Die Partei der Revolution hatte in Mexiko trotz Vorwürfen
gestohlener oder gekaufter Wahlen 71 Jahre lang regiert,
bevor sie 2000 von der Macht vertrieben wurde. Als sie 2012
unter Präsident Enrique Peña Nieto wieder ans Ruder kam,
wurden führende Vertreter nicht müde zu betonen, wie sehr
sich die PRI geändert habe.
Aber mittlerweile sitzen mehrere frühere Gouverneure der
Partei wegen Korruption im Gefängnis, stehen im Mittelpunkt
von Ermittlungen oder sind auf der Flucht vor der Polizei.
Die PRI befindet sich in schwerem Fahrwasser, Peña Nietos
Popularität hat ein Rekordtief erreicht, und Experten
meinen, dass die Partei nun wieder auf alte Methoden
zurückgreift, um an der Macht zu bleiben.
PRIs aktiver Kampf gegen Korruption
Doch die journalistische Landschaft sieht heute anders aus.
So waren die Reporter bei der PRI-Veranstaltung in Tuxtla
Gutierrez mit einem neuen Werkzeug ausgestattet: Facebook live. Und so wurde
denn übertragen, wie einer der Organisatoren der Kundgebung
die Frauen aufforderte, nicht mit den Journalisten zu
sprechen. Doch offenbar hatten die Veranstalter den Bogen
überspannt, indem sie die Frauen trotz 38 Grad Hitze
stundenlang warten ließen: Deren Zorn war schließlich so
groß, dass sich gegenüber den Journalisten die Schleusen
öffneten.
Die Reporter wurden ungefähr eine Stunde lang festgehalten
und dann der örtlichen Polizei übergeben, die sich weigerte,
sie festzunehmen. Albores Gleason, der PRI-Senator,
verurteilte das Vorgehen in einer schriftlichen Erklärung
und betonte, er sei „ein großer Unterstützer des Rechts auf
freie Meinungsäußerung“. Darauf, dass die Frauen zur
Teilnahme an der Kundgebung gezwungen worden waren, ging er
nicht ein. Dem mexikanischen Ministerium für soziale
Entwicklung zufolge wurden vier Mitarbeiter des Programmes
gegen Armut im Zusammenhang mit dem Vorfall gefeuert.
Ein anderes Beispiel jüngster Gewaltanwendung durch die PRI
oder deren Unterstützer wurde aus dem Bundesstaat México
gemeldet, einer der langjährigen Hochburgen der Partei. Als
Mitglieder der konservativen Nationalen Aktionspartei PAN
auf einem Wochenmarkt in einem Vorort von Mexiko-Stadt
Werbung betreiben wollte, wurden sie von einer Gruppe von
Schlägern verjagt.
Die PRI antwortet auf solche Vorwürfe mit der Aussage, dass
sie aktiv dabei sei, Korruption auszurotten. Dabei verweist
sie auf die jüngste Festnahme von zwei ehemaligen
Gouverneuren aus ihren Reihen. Aber keiner von ihnen wurde
daheim gestellt, sondern der eine in Guatemala und der
andere in Italien, nach vier Jahren Flucht, während der er
sich des Schutzes durch Offizielle in Mexiko erfreute.
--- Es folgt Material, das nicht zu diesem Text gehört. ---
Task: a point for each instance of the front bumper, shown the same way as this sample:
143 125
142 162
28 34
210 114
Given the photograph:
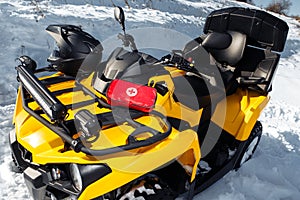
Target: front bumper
39 179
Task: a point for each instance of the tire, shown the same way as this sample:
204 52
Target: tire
250 145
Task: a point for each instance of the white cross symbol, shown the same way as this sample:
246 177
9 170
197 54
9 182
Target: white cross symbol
131 91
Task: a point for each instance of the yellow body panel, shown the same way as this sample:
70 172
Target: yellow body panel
242 110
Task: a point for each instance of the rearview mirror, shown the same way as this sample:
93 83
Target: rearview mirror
119 16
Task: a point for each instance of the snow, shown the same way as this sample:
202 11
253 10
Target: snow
272 174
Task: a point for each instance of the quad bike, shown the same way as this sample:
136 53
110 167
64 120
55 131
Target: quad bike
137 127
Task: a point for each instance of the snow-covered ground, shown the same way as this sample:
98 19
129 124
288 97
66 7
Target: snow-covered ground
272 174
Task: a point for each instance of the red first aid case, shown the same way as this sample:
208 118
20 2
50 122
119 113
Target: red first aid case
131 95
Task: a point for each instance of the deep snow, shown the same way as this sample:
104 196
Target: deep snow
272 174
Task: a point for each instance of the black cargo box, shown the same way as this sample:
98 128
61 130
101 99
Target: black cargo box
263 29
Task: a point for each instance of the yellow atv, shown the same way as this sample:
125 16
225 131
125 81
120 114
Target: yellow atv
137 127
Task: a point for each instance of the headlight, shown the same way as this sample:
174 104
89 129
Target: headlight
76 176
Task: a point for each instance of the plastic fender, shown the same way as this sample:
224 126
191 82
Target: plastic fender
129 168
241 110
252 113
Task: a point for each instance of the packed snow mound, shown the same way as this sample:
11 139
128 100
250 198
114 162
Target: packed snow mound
272 174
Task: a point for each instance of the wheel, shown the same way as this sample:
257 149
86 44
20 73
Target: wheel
250 145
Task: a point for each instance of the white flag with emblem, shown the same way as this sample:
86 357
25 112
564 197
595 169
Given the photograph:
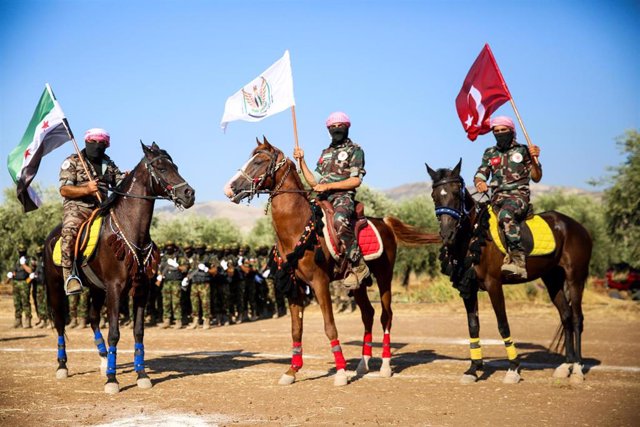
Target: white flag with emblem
268 94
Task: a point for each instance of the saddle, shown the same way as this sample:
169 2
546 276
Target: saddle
536 235
367 235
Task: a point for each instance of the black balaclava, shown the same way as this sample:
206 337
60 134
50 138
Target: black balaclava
504 140
338 134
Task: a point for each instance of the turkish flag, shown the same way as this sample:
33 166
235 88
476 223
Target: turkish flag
483 91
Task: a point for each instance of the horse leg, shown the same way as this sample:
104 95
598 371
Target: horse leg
473 322
139 302
296 309
366 314
497 301
97 300
113 311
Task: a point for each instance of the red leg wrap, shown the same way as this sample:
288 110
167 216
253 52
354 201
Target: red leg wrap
386 345
296 358
366 344
337 355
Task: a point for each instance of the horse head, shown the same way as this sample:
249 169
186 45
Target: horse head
257 174
166 182
449 197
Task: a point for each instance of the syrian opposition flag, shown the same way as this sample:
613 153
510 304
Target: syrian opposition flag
483 92
45 133
266 95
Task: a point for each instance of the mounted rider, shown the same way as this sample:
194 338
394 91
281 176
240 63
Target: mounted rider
510 166
80 193
337 175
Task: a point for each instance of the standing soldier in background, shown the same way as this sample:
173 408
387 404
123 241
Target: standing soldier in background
200 287
21 275
39 291
172 272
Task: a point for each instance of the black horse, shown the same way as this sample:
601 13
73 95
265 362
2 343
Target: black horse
473 261
125 259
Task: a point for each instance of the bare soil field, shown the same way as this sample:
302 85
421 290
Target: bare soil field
229 375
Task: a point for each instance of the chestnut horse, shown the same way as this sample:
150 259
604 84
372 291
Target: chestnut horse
124 259
473 261
270 171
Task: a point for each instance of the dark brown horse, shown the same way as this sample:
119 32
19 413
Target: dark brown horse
124 260
473 261
308 259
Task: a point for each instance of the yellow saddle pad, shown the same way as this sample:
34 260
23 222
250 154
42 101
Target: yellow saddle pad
543 241
94 233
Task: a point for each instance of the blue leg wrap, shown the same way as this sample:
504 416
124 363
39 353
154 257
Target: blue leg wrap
111 360
138 357
99 342
62 354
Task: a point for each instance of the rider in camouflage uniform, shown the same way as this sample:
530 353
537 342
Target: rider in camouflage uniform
200 287
172 272
22 274
510 166
80 193
338 174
Mexikos jüngster Skandal um den
Linken-Führer Andres Manuel Lopez Obrador schmeckt ebenfalls
nach alten PRI-Methoden, wie manche sagen. So tauchte
kürzlich ein clever produziertes Video mit Untertiteln auf,
das angeblich zeigt, wie eine Mittelsfrau von
„Geschäftsleuten“ für Lopez Obrador bestimmte Geldbündel in
Empfang nimmt. Dieser spricht von einem schmutzigen Trick
des politischen Establishments, ihn in Misskredit zu
bringen.
Allerdings ist die PRI nicht die
einzige Partei, die mehr als fragwürdige Praktiken anwendet.
So wurde im März in Chiapas eine Bürgermeisterin der mit der
PRI verbündeten Grünen-Partei festgenommen. Ihr wird
angelastet, über 1500 falsche Staatsbürgerschaftspapiere an
Migranten aus Guatemala ausgegeben zu haben - damit sie bei
einer Wahl für sie stimmten. Sie gewann, wenn auch knapp.